President Obama's claim that he can refuse to deport 800,000 aliens here in the country illegally illustrates an unprecedented stretching of the Constitution and the rule of law.  He is laying claim to presidential power that goes even beyond that claimed by the Bush administration, in which I served.  There is a world of difference in refusing to enforce laws that violate the Constitution (Bush) and refusing to enforce laws because of disagreements over policy (Obama).
Under Article II, Section 3 of the Constitution, the President has the duty to "take Care that the Laws be faithfully executed."  This provision was included to make sure that the President could not simply choose, as the British King had, to cancel legislation simply because he disagreed with it.  President Obama cannot refuse to carry out a congressional statute simply because he thinks it advances the wrong policy. To do so violates the very core of his constitutional duties.

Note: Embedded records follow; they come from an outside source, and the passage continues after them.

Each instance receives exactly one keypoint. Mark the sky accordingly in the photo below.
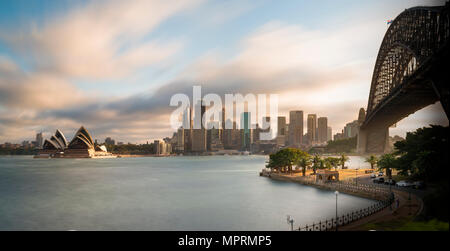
(113, 66)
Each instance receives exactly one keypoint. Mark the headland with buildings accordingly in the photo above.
(241, 139)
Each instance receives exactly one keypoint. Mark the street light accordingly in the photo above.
(337, 193)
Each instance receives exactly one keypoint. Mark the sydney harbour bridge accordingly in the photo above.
(411, 72)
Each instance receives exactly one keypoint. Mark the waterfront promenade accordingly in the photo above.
(386, 210)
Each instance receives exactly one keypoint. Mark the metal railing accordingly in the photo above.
(330, 224)
(383, 196)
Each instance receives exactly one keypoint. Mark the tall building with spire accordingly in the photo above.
(311, 128)
(322, 129)
(295, 132)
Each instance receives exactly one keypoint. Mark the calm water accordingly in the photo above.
(177, 193)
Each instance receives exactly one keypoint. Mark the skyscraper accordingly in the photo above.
(322, 123)
(199, 136)
(329, 134)
(281, 135)
(311, 127)
(246, 131)
(39, 140)
(295, 131)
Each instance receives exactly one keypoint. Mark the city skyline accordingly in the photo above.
(68, 65)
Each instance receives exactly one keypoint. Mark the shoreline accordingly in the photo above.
(387, 214)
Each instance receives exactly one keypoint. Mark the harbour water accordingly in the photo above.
(173, 193)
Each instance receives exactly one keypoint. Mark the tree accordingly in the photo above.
(342, 160)
(341, 145)
(372, 160)
(316, 163)
(304, 161)
(284, 159)
(387, 162)
(332, 162)
(424, 154)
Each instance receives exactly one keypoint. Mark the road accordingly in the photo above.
(367, 180)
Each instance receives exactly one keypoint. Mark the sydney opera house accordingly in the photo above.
(81, 146)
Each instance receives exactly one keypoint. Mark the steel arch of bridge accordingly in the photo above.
(411, 41)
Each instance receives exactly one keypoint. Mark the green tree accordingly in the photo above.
(332, 162)
(387, 162)
(316, 163)
(424, 154)
(342, 159)
(372, 160)
(303, 161)
(284, 159)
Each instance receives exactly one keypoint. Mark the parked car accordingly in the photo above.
(404, 183)
(379, 180)
(389, 182)
(418, 184)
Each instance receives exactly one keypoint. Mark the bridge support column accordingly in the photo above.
(373, 140)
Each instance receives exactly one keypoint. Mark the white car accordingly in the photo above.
(403, 183)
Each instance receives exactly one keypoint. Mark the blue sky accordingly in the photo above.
(113, 65)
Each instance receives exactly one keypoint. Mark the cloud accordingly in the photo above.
(327, 71)
(102, 40)
(276, 58)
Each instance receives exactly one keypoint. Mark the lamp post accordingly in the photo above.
(337, 193)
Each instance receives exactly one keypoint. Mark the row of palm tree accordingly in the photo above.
(285, 159)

Lincoln famously argued that as President, he did not have the duty to enforce the principles of the Dred Scott decision.  He saw that the principles established in that case violated the Constitution because they reversed the compromises over slavery that were anchored in directing that peculiar institution toward the path of its ultimate extinction.  But he never argued that he could simply by executive order not enforce the Compromise of 1850 because he may have disagreed with the policies enacted.

UPDATE:

The Editors at NRO have pretty damning evidence on the tacit 180 turn the President has done regarding his circumvention of the nation's immigration laws:

Though apparently a little fuzzy on the subject of judicial review, President Barack Obama is supposed to be a constitutional scholar of some sort. On the subject of his decision yesterday to unilaterally enact sweeping changes to U.S. immigration policy on nothing but his own say-so, we would like to introduce Barack Obama to Barack Obama, who during a Univision interview just last year affirmed: “America is a nation of laws, which means I, as the president, am obligated to enforce the law. . . . There are enough laws on the books by Congress that are very clear in terms of how we have to enforce our immigration system that for me to simply through executive order ignore those congressional mandates would not conform with my appropriate role as president.” A little softness in the polls and one executive order later, the president has reversed himself.